KABUL -- Omaid Sharifi, who heads a Kabul-based art collective, sits in his studio and leafs through a stack of dozens of hand-written letters, reading out sentences at random.
A line in one missive, written in Dari and spelled out in huge letters, states simply "We want peace," Sharifi said.
"By peace, they just mean a ceasefire, just stop this nonsense violence," he explained.
The letters are the fruit of a recent initiative by ArtLords, a not-for-profit group that Sharifi co-founded and runs, which aims to give a voice to young Afghans who feel ignored and powerless as the war rages on.
In a pilot project in Kabul, where scores of people were killed and hundreds injured by Taliban attacks in September alone, ArtLords is building on the Afghan tradition of penning "dard-e-dil" -- letters of pain.
The scheme allows residents of an ultra-conservative society to find freedom by sharing their passions and emotions in written form.
Sharifi and his team have placed six large wooden letter boxes -- painted white and decorated with hearts -- in high schools, universities and cafes around the capital and invited passersby to share their stories.
"Whenever you want to share your deep thoughts, you write letters," Sharifi said.
"So we asked the youngsters to write letters about their fears, about their solutions, about their hopes."
Within the first two weeks of the project, they had more than 300 letters, according to Sharifi.
He reads from another, this one addressed to the Kabul government.
"'We are in a very bad situation,'" he quotes.
"'We need your attention because every single day we are dying from the fear of explosions and the fear that I might die today -- in the car, in the office, in the university...' He says nowhere is safe."
One red tulip for each civilian killed
The letter writing project launched a couple months ago, as peace talks between the Taliban and US negotiators seemed to be entering their final stages.
The young letter writers want "an inclusive peace process that takes into consideration all realities of Afghanistan", Sharif told AFP at ArtLords' colourful base in Kabul, where artworks cover the walls and where anyone can walk in and paint a picture.
The 32-year-old artist is well known around Kabul and across Afghanistan thanks to ArtLords' prolific output, which centres mainly on the painting of huge murals on the capital's labyrinth of blast walls.

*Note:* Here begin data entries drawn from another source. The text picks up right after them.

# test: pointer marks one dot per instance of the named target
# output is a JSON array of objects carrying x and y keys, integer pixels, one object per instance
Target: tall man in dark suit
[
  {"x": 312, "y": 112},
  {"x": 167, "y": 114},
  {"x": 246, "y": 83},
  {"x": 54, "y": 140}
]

The latest mural project ArtLords has undertaken is to paint one red tulip for each and every Afghan civilian killed in the war -- some 35,000 in all since 2001.
Each "one of these tulips is a story of someone", Sharifi said. Many of the flowers will be painted at the scene of the explosion or attack that claimed an innocent life.
Sharifi hopes to expand the letter-writing campaign across Afghanistan. He said the contents of all the letters would be shared with President Ashraf Ghani, Chief Executive Abdullah Abdullah, the United States and even the Taliban.
"I know that the president has read all of the letters ... and he is aware of what the young ones are expecting of him in that whole peace process," Sharifi said.